The idea that you will save money by paying a mortgage is ridiculous, and I will illustrate with an example. If you’re not good at math, don’t worry – I am writing this slowly so everyone will be able to understand.

A mortgage consists of principal (the part that goes toward paying for the house) and interest (a fee that mortgage bankers charge and which they richly deserve because they are such nice, caring people). You can deduct the interest (but not the principal) from your adjusted gross income by listing it in IRS form Schedule A. However – and this is where it gets tricky, so please pay attention – the amount you get back is only a fraction of the interest. What fraction? The percentage of income that you pay in federal and state taxes.

Let’s say you pay 22% in federal income tax and 7% in state income tax (for a total of 29%), and your mortgage interest last year was $20,000. Your tax savings would be 29% of $20,000, which is $5,800. Net loss: $14,200. But none of my friends seem to be able to grasp this, so I can only conclude that they – and I say this with the utmost love and respect – have the IQ of toe cheese.

Oh, and you get that deduction only if you itemize! If you use the standard deduction (which most of us do), you don’t get to write off any of your mortgage interest! Now, if any of you still think that paying a mortgage has tax advantages, please email me and I will send you the number of my shrink.
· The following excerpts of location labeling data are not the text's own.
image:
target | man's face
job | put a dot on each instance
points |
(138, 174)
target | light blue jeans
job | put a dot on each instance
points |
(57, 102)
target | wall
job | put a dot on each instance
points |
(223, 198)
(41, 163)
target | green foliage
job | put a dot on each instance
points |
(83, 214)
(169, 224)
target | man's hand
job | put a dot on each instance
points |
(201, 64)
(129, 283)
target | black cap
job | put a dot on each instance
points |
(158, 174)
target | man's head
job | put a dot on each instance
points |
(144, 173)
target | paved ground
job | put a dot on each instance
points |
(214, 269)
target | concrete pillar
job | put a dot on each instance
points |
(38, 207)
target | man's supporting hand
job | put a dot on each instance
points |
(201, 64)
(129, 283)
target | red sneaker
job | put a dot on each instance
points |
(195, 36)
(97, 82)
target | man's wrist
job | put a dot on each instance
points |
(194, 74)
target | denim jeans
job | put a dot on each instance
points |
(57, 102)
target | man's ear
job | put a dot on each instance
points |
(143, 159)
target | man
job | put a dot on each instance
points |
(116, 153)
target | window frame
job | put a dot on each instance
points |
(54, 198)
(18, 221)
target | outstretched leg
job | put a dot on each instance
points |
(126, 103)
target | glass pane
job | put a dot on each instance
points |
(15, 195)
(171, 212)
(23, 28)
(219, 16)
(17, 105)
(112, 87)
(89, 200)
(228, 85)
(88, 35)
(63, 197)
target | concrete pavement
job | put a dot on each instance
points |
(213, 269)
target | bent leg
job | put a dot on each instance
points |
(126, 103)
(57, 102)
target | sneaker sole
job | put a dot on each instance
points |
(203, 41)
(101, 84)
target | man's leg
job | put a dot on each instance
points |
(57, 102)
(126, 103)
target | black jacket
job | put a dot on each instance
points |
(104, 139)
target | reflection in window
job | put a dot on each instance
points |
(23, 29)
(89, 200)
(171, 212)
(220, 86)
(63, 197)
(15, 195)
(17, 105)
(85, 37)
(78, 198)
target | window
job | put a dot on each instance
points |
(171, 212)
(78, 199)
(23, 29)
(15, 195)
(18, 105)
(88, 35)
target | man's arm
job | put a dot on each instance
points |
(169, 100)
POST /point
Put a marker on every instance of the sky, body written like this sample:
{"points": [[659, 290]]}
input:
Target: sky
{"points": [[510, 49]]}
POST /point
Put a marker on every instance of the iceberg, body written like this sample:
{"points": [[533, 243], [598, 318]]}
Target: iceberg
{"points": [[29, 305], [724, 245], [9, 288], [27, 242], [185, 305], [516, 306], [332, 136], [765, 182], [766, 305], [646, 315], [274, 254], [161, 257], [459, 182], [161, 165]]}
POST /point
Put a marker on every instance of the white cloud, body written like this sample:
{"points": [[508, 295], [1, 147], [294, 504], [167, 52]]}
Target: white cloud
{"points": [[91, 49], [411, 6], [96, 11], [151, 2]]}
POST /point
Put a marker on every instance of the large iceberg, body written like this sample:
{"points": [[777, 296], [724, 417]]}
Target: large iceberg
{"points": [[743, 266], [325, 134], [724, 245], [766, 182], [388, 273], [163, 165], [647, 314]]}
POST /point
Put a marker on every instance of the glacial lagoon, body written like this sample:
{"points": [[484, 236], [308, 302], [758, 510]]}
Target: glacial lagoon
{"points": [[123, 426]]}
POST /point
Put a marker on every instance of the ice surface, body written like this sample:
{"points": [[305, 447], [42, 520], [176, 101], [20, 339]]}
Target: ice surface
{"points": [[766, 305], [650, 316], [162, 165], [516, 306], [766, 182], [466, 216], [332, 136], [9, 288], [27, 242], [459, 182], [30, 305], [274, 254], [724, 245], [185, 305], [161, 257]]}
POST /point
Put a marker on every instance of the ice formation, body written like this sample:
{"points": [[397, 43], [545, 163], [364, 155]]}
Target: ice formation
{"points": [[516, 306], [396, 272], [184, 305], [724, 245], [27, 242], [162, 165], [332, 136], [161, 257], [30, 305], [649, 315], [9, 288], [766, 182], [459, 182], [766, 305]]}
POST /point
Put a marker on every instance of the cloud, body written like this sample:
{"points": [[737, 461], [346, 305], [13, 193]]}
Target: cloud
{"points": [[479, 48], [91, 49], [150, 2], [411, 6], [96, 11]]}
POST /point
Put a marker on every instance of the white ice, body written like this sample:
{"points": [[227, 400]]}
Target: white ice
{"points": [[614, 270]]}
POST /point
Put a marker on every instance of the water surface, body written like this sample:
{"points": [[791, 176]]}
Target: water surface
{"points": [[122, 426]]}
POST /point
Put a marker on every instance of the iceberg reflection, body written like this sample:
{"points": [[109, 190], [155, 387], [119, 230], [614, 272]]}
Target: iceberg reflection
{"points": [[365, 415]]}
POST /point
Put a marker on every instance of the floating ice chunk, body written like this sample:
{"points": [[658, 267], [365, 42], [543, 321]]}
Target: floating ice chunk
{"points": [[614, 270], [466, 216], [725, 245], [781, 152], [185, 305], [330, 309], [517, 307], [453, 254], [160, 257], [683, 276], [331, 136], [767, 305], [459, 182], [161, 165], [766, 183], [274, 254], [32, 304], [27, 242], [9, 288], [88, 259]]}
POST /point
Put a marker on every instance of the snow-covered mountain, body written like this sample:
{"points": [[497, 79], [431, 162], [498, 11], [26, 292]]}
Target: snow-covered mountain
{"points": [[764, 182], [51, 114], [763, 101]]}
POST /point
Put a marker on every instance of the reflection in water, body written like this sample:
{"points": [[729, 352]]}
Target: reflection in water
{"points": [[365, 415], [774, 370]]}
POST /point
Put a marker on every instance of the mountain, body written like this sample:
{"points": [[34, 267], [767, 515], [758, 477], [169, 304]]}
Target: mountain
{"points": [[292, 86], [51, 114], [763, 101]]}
OK, put the torches and pitchforks down. I’m not saying that I’m smarter than you. I openly admit to being clueless about a few things, such as tact, dating, fashion, manners, discretion, couth … OK, it’s more than a few things. So I’ll cut you some slack for being unable to do basic math. I only wish people would cut me the same slack when I tell my date that our waitress is cute.